Special teams played no small part in the loss. Winnipeg, which entered the game with the fourth-ranked power play in the league, went 2-for-4 with the extra man while Buffalo went 0-for-5 (although one Sabres goal, from Marco Scandella, came just two seconds after a power play had expired).
Phil Housley found himself lamenting not the performance of his penalty kill, but the rather the nature with which the penalties were taken. Both penalties that led to Winnipeg goals - a high-sticking call against Sam Reinhart and a tripping call against Zemgus Girgensons - were taken in the offensive zone.

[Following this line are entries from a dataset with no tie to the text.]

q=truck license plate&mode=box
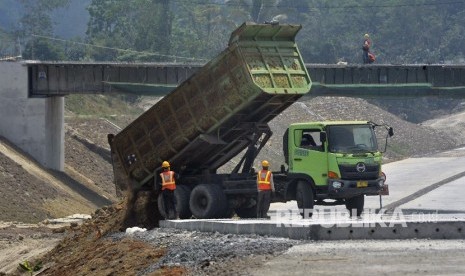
[356,181,368,188]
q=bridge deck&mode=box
[25,62,465,98]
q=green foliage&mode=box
[23,38,65,60]
[86,0,174,61]
[18,260,43,275]
[18,0,70,36]
[62,37,88,61]
[65,94,143,117]
[13,0,70,60]
[0,28,16,55]
[4,0,465,64]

"You think about the game and how we had to play the game, it seems like it's a lot of the same questions with a lot of the same answers," Housley said. "It starts out, we take a penalty 200 feet from our net. You can't afford to do those kinds of things against a good team like this, especially a power play that's top four in the league.
"Those ones kill you, which it did. There's bits and pieces of our game that are good, but there's just a lack of consistency throughout the whole game."

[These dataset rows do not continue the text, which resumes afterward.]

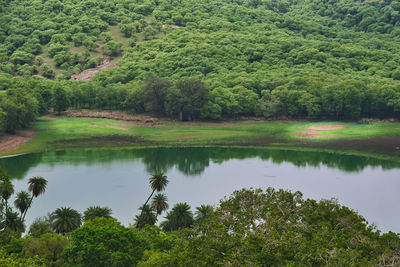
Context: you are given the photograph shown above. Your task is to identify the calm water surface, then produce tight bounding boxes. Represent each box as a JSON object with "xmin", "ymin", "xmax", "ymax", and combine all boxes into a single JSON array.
[{"xmin": 1, "ymin": 147, "xmax": 399, "ymax": 233}]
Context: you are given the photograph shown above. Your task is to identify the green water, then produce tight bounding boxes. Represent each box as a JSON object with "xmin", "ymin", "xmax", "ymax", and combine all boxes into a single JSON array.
[{"xmin": 1, "ymin": 147, "xmax": 399, "ymax": 232}]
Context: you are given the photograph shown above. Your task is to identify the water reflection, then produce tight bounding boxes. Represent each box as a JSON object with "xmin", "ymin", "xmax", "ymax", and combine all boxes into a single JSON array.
[{"xmin": 1, "ymin": 147, "xmax": 399, "ymax": 179}]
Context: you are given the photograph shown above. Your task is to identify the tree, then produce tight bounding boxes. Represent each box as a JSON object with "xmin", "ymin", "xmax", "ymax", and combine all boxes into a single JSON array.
[
  {"xmin": 62, "ymin": 217, "xmax": 148, "ymax": 266},
  {"xmin": 4, "ymin": 210, "xmax": 24, "ymax": 232},
  {"xmin": 120, "ymin": 24, "xmax": 135, "ymax": 37},
  {"xmin": 0, "ymin": 173, "xmax": 14, "ymax": 214},
  {"xmin": 14, "ymin": 191, "xmax": 30, "ymax": 218},
  {"xmin": 83, "ymin": 206, "xmax": 112, "ymax": 221},
  {"xmin": 151, "ymin": 193, "xmax": 168, "ymax": 218},
  {"xmin": 51, "ymin": 207, "xmax": 81, "ymax": 235},
  {"xmin": 139, "ymin": 172, "xmax": 168, "ymax": 223},
  {"xmin": 23, "ymin": 176, "xmax": 47, "ymax": 221},
  {"xmin": 135, "ymin": 204, "xmax": 157, "ymax": 228},
  {"xmin": 102, "ymin": 41, "xmax": 123, "ymax": 56},
  {"xmin": 53, "ymin": 86, "xmax": 69, "ymax": 114},
  {"xmin": 28, "ymin": 217, "xmax": 53, "ymax": 238},
  {"xmin": 166, "ymin": 78, "xmax": 209, "ymax": 120},
  {"xmin": 0, "ymin": 89, "xmax": 39, "ymax": 133},
  {"xmin": 24, "ymin": 233, "xmax": 69, "ymax": 267},
  {"xmin": 151, "ymin": 193, "xmax": 169, "ymax": 217},
  {"xmin": 161, "ymin": 202, "xmax": 194, "ymax": 231},
  {"xmin": 142, "ymin": 77, "xmax": 172, "ymax": 115},
  {"xmin": 71, "ymin": 33, "xmax": 87, "ymax": 47},
  {"xmin": 194, "ymin": 204, "xmax": 213, "ymax": 224},
  {"xmin": 10, "ymin": 51, "xmax": 35, "ymax": 65}
]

On Winnipeg's first three goals, the Jets impaired the vision of Sabres goalie Chad Johnson with their presence at the net front. After Byfuglien and Trouba scored on goals from the point, Blake Wheeler made it 3-1 in the second period with a heavily-screened wrist shot on the power play.
"I don't like the result, but I felt good about where my positioning was," Johnson said. "It was just hard to find pucks. They were getting it to the point and getting it through quickly and getting shots through quickly. Yeah, it was really hard, they have some big bodies that know where to be in front."
Johan Larsson scored to bring the Sabres back within a goal prior to the second intermission, but Bryan Little was able to clean up a rebound for the Jets to restore their two-goal lead on the very first shift of the third period.